Today's release is part of the Biden-Harris Administration's broader effort to provide states, districts, schools, and communities with the resources and support they need to return to in-person learning safely and quickly, and achieve the President's goal of reopening a majority of K-8 schools within the first 100 days of the Administration. Volume 2 identifies strategies states, districts, schools, and communities can use when implementing funding they have received from the American Rescue Plan, which invests $130 billion in safely reopening schools, sustaining their safe in-person operation, and addressing the impact of COVID-19.
Volume 2 also aims to meet President Biden's call for communities and the country to "build back better." As states and districts continue to reopen schools safely, the Department is encouraging communities to implement strategies that address the social, emotional, and mental-health needs of students, including the disproportionate toll COVID-19 has had on underserved communities, and address inequities in our education system that predate and have been made worse by the pandemic.
In February, the Department released Volume 1 of the COVID-19 Handbook, which provides educators and staff with practical examples, roadmaps, and tools to implement the CDC's K-12 operational strategy for in-person learning, including the recommended five key mitigation measures (universal and correct use of masks; physical distancing; handwashing and respiratory etiquette; maintaining clean and healthy facilities, including through ventilation; and contact tracing in combination with isolation and quarantine).
Since the release of Volume 1, the Department and CDC have met with educators; state and local elected officials, including governors, mayors, and legislative leaders in every state and territory; chief state school officers; state boards of education; and stakeholder organizations across the country about how to safely reopen schools. Volume 2 includes many strategies and resources informed by these conversations and recommended by education, civil rights, and research organizations.
As part of the launch of Volume 2, Secretary Cardona will hold a virtual roundtable with a diverse group of students and parents today, Friday, April 9, to discuss how the COVID-19 pandemic has affected their education and their lives, and how the tools and resources in Volume 2 of the handbook can help assist schools and communities in addressing student needs.
Strategies described in Volume 2 can be supported by funding under the American Rescue Plan. Each section provides strategies and considerations for meeting the needs of underserved students. The sections include:
Providing school meals regardless of educational setting.
Meeting the social, emotional, and mental-health needs of students.
Providing all students with access to a safe and inclusive learning environment.
Accelerating learning through in-classroom instructional approaches, tutoring, and expanded learning time.
Supporting equitable access and effective use of technology for teaching and learning.
Using data about students' opportunities to learn to help target resources and support.

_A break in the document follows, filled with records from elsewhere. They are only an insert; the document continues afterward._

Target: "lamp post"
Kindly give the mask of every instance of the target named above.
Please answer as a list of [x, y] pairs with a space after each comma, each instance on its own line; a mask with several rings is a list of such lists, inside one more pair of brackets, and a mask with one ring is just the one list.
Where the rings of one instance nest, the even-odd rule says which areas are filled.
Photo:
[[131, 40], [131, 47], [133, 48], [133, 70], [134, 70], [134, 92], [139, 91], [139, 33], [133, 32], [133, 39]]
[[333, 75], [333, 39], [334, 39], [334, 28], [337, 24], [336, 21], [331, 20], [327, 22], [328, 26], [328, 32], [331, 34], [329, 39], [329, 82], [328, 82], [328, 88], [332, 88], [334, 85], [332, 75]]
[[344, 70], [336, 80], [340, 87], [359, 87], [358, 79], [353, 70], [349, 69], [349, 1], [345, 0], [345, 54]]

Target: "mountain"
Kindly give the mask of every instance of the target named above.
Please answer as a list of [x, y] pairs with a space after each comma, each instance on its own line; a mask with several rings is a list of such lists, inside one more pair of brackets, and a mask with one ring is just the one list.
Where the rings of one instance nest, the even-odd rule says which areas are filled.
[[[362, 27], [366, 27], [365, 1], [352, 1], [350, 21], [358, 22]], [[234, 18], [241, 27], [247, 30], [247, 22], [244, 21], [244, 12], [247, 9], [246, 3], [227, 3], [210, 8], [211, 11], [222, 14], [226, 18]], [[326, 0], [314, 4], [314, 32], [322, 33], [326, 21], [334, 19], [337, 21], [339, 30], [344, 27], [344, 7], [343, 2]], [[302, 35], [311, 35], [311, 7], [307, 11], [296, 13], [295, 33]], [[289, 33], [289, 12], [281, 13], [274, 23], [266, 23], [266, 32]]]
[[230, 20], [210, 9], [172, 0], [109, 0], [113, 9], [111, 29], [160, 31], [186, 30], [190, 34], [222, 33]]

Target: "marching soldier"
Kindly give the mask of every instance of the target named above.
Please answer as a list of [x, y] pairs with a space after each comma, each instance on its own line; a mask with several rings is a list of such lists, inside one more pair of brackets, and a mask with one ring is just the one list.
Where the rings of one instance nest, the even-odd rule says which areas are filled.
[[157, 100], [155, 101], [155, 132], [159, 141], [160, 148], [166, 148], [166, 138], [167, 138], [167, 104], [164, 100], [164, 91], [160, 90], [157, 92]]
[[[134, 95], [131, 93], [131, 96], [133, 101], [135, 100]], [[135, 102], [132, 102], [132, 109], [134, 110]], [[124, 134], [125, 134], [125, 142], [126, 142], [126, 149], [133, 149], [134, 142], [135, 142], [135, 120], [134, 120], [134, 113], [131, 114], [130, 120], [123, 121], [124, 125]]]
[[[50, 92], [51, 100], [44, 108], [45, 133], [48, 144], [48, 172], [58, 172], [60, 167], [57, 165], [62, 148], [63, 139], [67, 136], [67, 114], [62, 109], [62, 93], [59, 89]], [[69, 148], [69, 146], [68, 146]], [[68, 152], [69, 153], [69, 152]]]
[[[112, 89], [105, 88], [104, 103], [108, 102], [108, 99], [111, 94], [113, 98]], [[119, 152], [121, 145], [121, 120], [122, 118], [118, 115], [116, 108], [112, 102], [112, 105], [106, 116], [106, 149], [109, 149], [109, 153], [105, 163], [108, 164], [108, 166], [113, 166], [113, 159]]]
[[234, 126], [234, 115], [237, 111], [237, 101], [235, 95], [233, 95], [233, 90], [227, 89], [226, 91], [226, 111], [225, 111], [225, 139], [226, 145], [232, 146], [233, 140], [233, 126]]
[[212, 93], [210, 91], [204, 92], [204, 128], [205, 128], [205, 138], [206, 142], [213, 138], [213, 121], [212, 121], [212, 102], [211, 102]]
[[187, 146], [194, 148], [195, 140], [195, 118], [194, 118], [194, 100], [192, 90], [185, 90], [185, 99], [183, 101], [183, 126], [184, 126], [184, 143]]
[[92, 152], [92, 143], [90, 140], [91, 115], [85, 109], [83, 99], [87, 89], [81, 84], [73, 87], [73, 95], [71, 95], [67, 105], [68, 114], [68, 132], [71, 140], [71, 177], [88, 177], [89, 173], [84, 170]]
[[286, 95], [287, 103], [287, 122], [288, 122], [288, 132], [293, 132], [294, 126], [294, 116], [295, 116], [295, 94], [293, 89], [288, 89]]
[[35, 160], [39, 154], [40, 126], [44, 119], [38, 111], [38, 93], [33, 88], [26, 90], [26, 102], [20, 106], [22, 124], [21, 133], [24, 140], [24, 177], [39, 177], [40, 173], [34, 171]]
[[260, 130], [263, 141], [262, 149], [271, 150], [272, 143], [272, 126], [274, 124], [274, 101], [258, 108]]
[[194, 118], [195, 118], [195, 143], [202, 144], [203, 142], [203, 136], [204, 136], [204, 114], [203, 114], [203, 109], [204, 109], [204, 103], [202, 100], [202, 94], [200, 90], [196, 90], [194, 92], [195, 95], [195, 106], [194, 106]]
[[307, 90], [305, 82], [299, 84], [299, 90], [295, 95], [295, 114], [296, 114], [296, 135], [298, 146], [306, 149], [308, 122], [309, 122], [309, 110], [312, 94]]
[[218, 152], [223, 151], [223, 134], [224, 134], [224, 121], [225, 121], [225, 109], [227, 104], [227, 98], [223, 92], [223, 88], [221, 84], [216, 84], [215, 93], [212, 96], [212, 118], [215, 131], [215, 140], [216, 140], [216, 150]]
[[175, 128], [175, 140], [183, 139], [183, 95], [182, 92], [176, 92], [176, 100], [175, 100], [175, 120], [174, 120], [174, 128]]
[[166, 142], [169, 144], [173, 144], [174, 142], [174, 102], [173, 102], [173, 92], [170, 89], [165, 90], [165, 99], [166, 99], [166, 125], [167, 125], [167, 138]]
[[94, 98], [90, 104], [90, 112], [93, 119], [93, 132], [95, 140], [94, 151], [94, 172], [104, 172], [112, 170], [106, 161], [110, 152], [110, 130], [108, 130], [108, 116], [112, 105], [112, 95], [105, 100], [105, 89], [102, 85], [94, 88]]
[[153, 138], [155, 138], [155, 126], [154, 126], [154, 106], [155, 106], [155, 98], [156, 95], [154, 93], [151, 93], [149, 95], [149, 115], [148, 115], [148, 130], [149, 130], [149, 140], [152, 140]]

Addressing resource inequities.
Stabilizing a diverse and qualified educator workforce.
Supporting educator and staff well-being.
The Department will continue to provide support and resources to schools and communities as they work to return to in-person instruction safely. Later this month, the Department will launch its "Safer Schools and Campuses Best Practices Clearinghouse," which is open for submissions from states, schools, districts, and individuals nationwide. Once launched, the Clearinghouse will highlight lessons learned and best practices that can help schools and districts identify opportunities to utilize American Rescue Plan funds to meet their unique needs.